WASHINGTON (AP) — With one week left before Congress’ August recess, President Barack Obama is prodding Republicans to help ease the influx of minors and migrant families from Central America, but with chances dimming that border legislation will reach his desk before the break, he also is focusing on other ways to stem the flow.

GOP leaders are working against time to find a consensus within their party to deal with more than 57,000 children and other migrants who have arrived since October, mostly from El Salvador, Honduras and Guatemala.

Obama’s demand for congressional action comes as GOP lawmakers are attempting to coalesce behind a narrow package of changes, including sending National Guard troops to the border, increasing the number of U.S. immigration judges and changing a law so that migrant youths arriving by the tens of thousands could be sent home more quickly. 

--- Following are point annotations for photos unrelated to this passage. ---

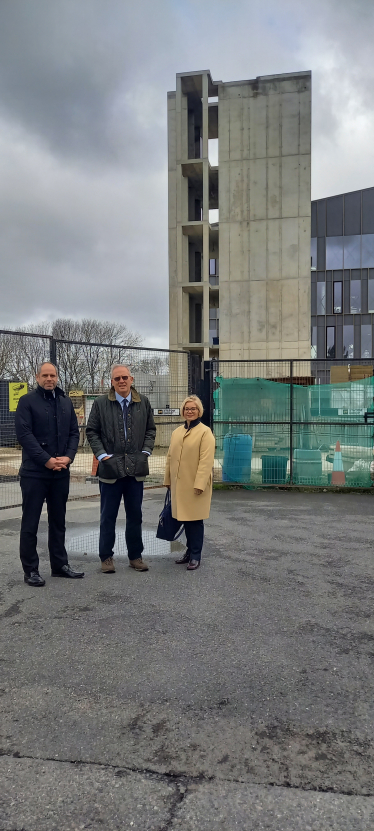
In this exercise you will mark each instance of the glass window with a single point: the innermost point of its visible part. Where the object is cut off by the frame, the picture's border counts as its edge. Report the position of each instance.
(313, 353)
(355, 296)
(367, 250)
(348, 341)
(321, 298)
(366, 340)
(330, 342)
(352, 252)
(338, 298)
(371, 296)
(334, 252)
(313, 253)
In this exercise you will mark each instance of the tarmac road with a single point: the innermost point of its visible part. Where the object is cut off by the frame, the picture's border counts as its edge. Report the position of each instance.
(239, 696)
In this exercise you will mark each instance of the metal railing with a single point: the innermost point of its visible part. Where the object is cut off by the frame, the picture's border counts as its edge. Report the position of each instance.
(165, 377)
(278, 422)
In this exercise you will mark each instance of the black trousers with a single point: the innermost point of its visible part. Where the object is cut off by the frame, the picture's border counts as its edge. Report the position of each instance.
(55, 492)
(194, 531)
(111, 495)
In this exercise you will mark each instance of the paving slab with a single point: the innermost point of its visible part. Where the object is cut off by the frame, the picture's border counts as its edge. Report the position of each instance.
(256, 670)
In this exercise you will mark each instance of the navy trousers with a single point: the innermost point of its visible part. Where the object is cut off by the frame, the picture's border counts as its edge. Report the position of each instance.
(194, 530)
(111, 495)
(55, 492)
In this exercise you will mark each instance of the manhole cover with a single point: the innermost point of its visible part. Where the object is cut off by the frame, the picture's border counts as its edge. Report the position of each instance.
(89, 544)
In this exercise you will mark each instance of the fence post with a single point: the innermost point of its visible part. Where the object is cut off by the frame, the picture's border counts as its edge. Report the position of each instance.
(52, 351)
(207, 395)
(291, 421)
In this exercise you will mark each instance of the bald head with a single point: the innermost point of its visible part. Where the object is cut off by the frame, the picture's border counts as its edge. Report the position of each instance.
(121, 379)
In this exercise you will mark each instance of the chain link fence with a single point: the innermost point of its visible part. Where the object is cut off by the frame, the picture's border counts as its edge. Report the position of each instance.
(293, 422)
(165, 377)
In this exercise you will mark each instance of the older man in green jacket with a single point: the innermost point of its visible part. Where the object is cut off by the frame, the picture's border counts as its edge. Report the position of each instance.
(121, 431)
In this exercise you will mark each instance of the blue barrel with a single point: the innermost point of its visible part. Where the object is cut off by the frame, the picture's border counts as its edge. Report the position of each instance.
(237, 457)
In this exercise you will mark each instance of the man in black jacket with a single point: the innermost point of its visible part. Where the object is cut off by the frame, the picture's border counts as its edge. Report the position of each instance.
(47, 430)
(121, 431)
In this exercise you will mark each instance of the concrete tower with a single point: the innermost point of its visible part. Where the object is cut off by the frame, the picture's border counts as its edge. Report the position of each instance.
(239, 230)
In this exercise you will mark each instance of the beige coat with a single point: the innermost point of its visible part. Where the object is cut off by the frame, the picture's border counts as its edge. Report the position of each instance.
(189, 465)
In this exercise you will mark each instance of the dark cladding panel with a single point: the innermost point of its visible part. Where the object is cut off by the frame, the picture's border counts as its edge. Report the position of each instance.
(321, 253)
(321, 218)
(352, 214)
(334, 216)
(314, 219)
(368, 211)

The package would cost less than $1 billion, several lawmakers said, far less than the $3.7 billion Obama requested to deal with the crisis.

Obama, who met this past week with presidents from Guatemala, Honduras and El Salvador, said the U.S. has compassion for the migrant children, but those who do not have a proper claim to remain in the United States will be turned back. At the same time, the regional leaders said the president offered them assurances that the rights of those children would be observed. 

“It is my hope that Speaker Boehner and House Republicans will not leave town for the month of August for their vacations without doing something to help solve this problem,” Obama said Friday after meeting with Vice President Joe Biden and three presidents from Central America.